Marcus Aurelius Did Not Come Out Of The Womb A Leader

August 25, 2021 - By The Daily Stoic, www.dailystoic.com

COMMENT ON THIS ARTICLE BY WENDY LAMBOURNE, LEGITIMATE LEADERSHIP: It always amazes me that companies would never put someone on an expensive piece of equipment without training them to use it – but are happy to put someone in charge of other people’s lives without preparing them for the task. While some people are more naturally leaders than others, developing as a leader is a process not an event. Moreover it is a process which takes place over a lifetime. Leaders stand or fall on the basis of their intent or motive. As those in leadership roles grow as leaders they develop an increasing capacity to give unconditionally. And this, one could argue, is also the purpose of life – to polish one’s own intent, not somebody else’s!

THE ARTICLE: Marcus Aurelius did not come out of the womb a leader. Nor was he an emperor ‘by blood.’ In fact, when first told he was to be king, he wept – thinking of all the bad and failed kings of history.

So how did he get from there to ‘philosopher king’? Book 1 of Meditations shows us.

In the first 10% of the book – Debts and Lessons – he thanks people who groomed him into one of history’s greatest leaders. He knew it – without his philosophy teachers and rhetoric teachers and, most importantly, his mentor, Antoninus Pius, he wouldn’t have become who he became.

The few pages of that part of the book are deceptive too, as they compress a process that took 23 years.

Yes, it was nearly a decade and a half from the time Hadrian first set in motion his plan for Marcus to one day be the Emperor of Rome that he became the Emperor of Rome.

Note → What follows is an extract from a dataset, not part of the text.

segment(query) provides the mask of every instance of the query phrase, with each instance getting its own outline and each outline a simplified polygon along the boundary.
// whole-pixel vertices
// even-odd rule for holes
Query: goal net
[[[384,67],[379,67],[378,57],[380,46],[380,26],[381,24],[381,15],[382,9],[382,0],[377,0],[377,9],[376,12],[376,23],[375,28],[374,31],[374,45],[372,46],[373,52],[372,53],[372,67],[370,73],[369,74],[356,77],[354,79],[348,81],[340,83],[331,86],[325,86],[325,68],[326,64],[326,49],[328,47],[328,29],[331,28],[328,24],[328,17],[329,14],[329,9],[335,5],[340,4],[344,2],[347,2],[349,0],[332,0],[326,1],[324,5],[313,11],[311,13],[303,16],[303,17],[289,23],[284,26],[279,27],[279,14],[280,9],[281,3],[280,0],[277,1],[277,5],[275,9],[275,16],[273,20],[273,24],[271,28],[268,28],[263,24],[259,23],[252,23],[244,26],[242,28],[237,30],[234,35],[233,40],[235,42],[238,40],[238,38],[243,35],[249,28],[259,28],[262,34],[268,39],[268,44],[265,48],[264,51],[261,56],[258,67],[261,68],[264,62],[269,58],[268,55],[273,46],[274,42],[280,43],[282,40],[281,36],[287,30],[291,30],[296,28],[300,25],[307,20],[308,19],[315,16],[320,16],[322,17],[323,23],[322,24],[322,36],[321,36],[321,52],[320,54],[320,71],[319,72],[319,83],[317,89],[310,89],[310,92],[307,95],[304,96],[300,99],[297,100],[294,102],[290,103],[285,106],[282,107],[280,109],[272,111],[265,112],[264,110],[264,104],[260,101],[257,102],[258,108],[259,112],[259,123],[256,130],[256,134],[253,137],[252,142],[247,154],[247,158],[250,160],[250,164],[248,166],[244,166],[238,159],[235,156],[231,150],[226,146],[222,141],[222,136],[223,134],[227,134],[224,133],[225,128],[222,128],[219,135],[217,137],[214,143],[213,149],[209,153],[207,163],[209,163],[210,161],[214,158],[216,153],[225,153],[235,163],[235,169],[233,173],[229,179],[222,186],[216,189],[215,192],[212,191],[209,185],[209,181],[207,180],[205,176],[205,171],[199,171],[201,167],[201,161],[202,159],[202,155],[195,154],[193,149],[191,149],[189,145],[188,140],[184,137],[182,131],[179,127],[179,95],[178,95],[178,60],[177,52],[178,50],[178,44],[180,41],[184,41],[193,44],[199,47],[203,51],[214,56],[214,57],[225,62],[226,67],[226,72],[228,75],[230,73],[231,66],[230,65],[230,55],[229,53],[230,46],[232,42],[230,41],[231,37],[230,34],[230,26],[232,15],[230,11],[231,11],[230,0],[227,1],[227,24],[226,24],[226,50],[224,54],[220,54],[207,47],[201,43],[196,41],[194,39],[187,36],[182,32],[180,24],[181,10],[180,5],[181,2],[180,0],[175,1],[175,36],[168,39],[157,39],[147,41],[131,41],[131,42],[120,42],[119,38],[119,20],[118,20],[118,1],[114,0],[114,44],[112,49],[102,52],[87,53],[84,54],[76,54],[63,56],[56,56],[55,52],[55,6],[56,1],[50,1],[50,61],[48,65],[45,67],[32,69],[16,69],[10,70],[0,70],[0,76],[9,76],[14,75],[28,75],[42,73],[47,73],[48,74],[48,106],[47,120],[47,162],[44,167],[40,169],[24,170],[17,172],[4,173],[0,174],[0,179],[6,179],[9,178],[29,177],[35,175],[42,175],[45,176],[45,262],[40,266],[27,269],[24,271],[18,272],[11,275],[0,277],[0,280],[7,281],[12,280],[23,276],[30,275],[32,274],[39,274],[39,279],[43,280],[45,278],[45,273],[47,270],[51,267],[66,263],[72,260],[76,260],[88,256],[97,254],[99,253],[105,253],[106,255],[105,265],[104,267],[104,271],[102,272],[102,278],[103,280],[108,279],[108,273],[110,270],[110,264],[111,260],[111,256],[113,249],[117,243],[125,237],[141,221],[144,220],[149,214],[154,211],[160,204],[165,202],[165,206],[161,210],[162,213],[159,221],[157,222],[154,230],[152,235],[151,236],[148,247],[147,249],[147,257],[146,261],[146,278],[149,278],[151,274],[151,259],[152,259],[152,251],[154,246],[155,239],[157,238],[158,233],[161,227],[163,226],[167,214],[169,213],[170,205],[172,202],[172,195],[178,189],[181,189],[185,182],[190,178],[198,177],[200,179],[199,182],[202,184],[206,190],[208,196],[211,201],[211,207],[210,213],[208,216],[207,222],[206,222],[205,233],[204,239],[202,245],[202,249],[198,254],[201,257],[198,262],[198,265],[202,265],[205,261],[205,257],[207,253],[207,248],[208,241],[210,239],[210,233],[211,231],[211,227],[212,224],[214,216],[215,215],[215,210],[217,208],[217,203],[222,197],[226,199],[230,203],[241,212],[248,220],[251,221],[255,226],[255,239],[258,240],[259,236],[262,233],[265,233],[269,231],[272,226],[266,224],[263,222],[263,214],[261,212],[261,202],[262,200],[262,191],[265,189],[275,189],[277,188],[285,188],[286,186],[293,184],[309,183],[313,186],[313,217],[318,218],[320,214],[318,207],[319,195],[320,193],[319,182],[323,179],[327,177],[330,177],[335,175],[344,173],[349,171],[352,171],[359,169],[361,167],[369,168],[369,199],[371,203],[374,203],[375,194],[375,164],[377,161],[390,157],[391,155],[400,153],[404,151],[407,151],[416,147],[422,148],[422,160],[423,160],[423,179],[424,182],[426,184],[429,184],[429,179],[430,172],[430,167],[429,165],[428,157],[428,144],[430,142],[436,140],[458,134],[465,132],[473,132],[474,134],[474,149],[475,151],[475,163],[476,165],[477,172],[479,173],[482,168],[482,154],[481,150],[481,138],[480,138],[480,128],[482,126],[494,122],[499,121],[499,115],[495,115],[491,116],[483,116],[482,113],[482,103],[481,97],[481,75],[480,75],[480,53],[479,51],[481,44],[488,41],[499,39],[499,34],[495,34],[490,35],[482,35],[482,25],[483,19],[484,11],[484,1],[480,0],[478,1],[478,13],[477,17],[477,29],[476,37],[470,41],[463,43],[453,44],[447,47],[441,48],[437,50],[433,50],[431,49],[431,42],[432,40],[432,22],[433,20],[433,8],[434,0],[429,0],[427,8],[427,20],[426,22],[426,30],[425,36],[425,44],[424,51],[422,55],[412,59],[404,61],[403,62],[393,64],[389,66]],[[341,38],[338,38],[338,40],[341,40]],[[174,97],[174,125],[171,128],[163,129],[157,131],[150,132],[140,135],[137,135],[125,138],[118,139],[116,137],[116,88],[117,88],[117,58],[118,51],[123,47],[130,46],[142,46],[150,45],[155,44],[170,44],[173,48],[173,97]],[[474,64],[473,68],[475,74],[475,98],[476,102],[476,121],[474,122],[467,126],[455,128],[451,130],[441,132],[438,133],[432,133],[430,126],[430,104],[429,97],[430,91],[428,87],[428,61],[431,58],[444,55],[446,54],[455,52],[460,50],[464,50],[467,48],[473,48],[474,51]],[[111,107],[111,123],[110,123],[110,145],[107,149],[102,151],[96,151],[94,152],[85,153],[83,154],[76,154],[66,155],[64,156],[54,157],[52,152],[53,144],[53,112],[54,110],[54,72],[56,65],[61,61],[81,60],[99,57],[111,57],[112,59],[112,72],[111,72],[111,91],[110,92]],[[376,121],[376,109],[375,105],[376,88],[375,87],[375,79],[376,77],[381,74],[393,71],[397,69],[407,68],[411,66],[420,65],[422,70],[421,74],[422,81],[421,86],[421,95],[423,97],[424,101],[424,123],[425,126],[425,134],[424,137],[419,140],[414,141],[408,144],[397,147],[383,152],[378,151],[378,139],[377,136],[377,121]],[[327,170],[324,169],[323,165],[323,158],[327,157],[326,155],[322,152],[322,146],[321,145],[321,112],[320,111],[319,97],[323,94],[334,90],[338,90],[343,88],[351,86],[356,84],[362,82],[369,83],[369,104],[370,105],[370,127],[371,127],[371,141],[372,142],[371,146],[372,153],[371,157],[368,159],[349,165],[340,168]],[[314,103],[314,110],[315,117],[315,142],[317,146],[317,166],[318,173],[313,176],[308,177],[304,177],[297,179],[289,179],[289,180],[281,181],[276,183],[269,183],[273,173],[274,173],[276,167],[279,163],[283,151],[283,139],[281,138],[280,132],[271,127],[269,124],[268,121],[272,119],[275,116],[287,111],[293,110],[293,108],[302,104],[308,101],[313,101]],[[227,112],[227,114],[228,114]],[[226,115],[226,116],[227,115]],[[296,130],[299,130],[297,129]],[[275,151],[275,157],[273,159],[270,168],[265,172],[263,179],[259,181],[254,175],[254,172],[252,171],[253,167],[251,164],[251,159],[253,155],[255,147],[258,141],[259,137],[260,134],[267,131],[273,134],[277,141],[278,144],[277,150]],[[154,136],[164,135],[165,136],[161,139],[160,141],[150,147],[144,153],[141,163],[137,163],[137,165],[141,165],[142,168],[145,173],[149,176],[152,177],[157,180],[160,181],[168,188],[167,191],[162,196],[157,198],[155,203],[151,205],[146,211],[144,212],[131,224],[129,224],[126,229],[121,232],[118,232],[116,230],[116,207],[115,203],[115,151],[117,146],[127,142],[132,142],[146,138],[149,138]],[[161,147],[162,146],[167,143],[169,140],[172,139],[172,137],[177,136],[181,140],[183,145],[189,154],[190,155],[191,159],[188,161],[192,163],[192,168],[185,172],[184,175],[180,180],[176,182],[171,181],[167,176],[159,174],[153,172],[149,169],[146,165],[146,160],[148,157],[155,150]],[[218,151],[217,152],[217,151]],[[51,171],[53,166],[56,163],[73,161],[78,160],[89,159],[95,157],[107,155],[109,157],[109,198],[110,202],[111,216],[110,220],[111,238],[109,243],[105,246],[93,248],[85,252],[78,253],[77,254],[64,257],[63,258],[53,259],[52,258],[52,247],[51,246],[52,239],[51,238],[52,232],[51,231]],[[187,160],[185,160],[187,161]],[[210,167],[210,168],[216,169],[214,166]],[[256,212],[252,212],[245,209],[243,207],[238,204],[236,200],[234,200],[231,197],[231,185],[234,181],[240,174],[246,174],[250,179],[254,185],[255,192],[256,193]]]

That’s what it takes. Because leaders aren’t born. They’re made. Some of us recoil at that idea. Of course, we understand that athletes and doctors and dentists and lawyers and engineers and accountants and contractors and cooks go through a process to master their profession. But leadership? Leaders don’t do that, we think, you either got it or you don’t.

Ah, but a quick look at some of history’s great leaders is all you would need to realize that leadership is a process, not a position. The Pulitzer-prize winning historian Thomas Ricks would talk about how becoming a valiant leader was “George Washington’s work of a lifetime.”

While few of us will be plucked by someone who has charted a course for our rise to a position of leadership the way Marcus was, we all need to think of leadership as the work of our lifetime. Because we’re all leaders in one way or another—of families, of companies, of a team, of an audience, of a group of friends, of ourselves. So we could all benefit from a carefully thought-out and tested process from which to welcome, out the other side, a better leader.